We investigated whether the location and format of risk information on branded prescription drug websites influence consumers’ knowledge and perceptions of the drug’s risks. Participants (Internet panelists with high cholesterol [= 2,609] or seasonal allergies [= 2,637]) were randomly assigned to view a website promoting a fictitious prescription drug for their condition. The website presented risk information at the bottom of the homepage, or at the bottom of the homepage with a signal above indicating that the risk information was located below, or on a linked secondary page. We also varied the format of risk information (paragraph, checklist, bulleted list, highlighted box). Participants then answered questions on risk recall and perceptions. Participants recalled fewer drug risks when the risks were placed on a secondary page. The signal had little effect, and risk information format did not affect outcomes. The location of risk information on prescription drug websites can affect consumer knowledge of drug risks; however, signals and special formatting may not be necessary for websites to adequately inform consumers about drug risks. We recommend that prescription drug websites maintain risk information on their homepages to achieve “fair balance” as required by the U.S. Food and Drug Administration.

Acknowledgments

The study presented in this article was provided an exemption from FDA’s Research Involving Human Subjects Committee.
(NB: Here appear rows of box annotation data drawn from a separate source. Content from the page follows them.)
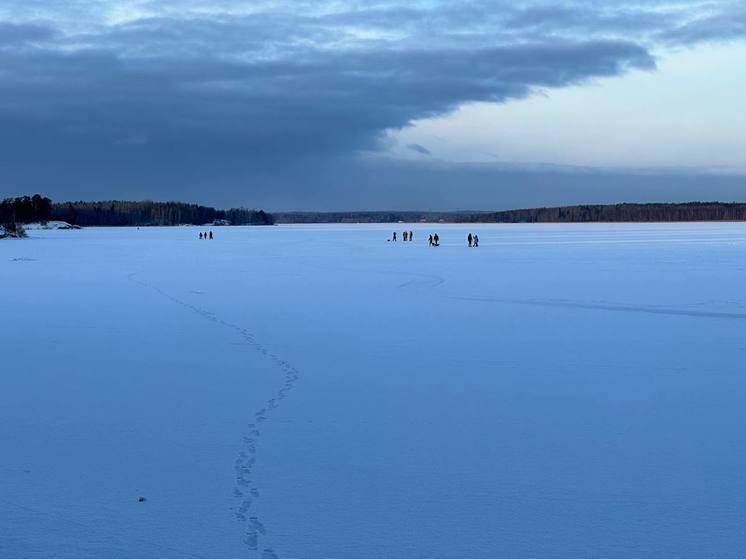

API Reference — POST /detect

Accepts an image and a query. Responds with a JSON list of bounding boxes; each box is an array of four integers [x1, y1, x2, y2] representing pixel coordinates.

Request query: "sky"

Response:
[[0, 0, 746, 210]]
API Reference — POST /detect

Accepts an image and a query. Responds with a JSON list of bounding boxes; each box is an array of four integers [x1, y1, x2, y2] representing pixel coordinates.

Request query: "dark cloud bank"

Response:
[[0, 0, 746, 209]]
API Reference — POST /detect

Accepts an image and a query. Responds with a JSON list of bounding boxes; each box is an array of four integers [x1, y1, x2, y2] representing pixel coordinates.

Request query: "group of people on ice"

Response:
[[389, 231, 479, 247], [390, 231, 414, 243]]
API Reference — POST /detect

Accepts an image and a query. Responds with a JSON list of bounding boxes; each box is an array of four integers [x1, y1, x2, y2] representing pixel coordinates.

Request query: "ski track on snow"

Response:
[[443, 295, 746, 320], [127, 273, 300, 559]]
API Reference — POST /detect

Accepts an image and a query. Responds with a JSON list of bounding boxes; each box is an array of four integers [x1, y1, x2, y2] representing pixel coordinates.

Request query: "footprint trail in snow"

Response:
[[127, 274, 300, 559]]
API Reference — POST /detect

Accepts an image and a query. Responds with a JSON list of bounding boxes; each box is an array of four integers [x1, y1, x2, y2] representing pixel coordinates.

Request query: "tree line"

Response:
[[0, 194, 274, 227], [477, 202, 746, 223], [274, 202, 746, 223]]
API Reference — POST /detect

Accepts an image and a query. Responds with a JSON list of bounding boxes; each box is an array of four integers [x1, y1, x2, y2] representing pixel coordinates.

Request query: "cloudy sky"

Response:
[[0, 0, 746, 209]]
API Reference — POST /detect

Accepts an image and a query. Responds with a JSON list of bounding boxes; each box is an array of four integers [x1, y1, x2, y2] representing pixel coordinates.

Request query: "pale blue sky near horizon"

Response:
[[0, 0, 746, 210]]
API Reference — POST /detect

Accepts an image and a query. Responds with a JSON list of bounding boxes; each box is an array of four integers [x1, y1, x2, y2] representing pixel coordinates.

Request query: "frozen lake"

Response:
[[0, 224, 746, 559]]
We thank the following employees of RTI International for their assistance: Kayla Gray, Scott Boggs, Elizabeth Robbins, Maria Ashbaugh (stimuli development), Sarah Kandefer, Annette Green, Paul Mosquin, Grier Page (data and analyses), Jacqueline Amoozegar, Jennifer Gard Read, Bridget Kelly, and Rebecca Moultrie (questionnaire development and cognitive interviews).

Funding

Funding was provided by the Office of Prescription Drug Promotion, U.S. Food and Drug Administration, and data were collected through a contract with RTI International. Jessica Fitts Willoughby was a contractor with RTI International at the time this study was conducted.

Additional information

Funding

Funding was provided by the Office of Prescription Drug Promotion, U.S. Food and Drug Administration, and data were collected through a contract with RTI International. Jessica Fitts Willoughby was a contractor with RTI International at the time this study was conducted.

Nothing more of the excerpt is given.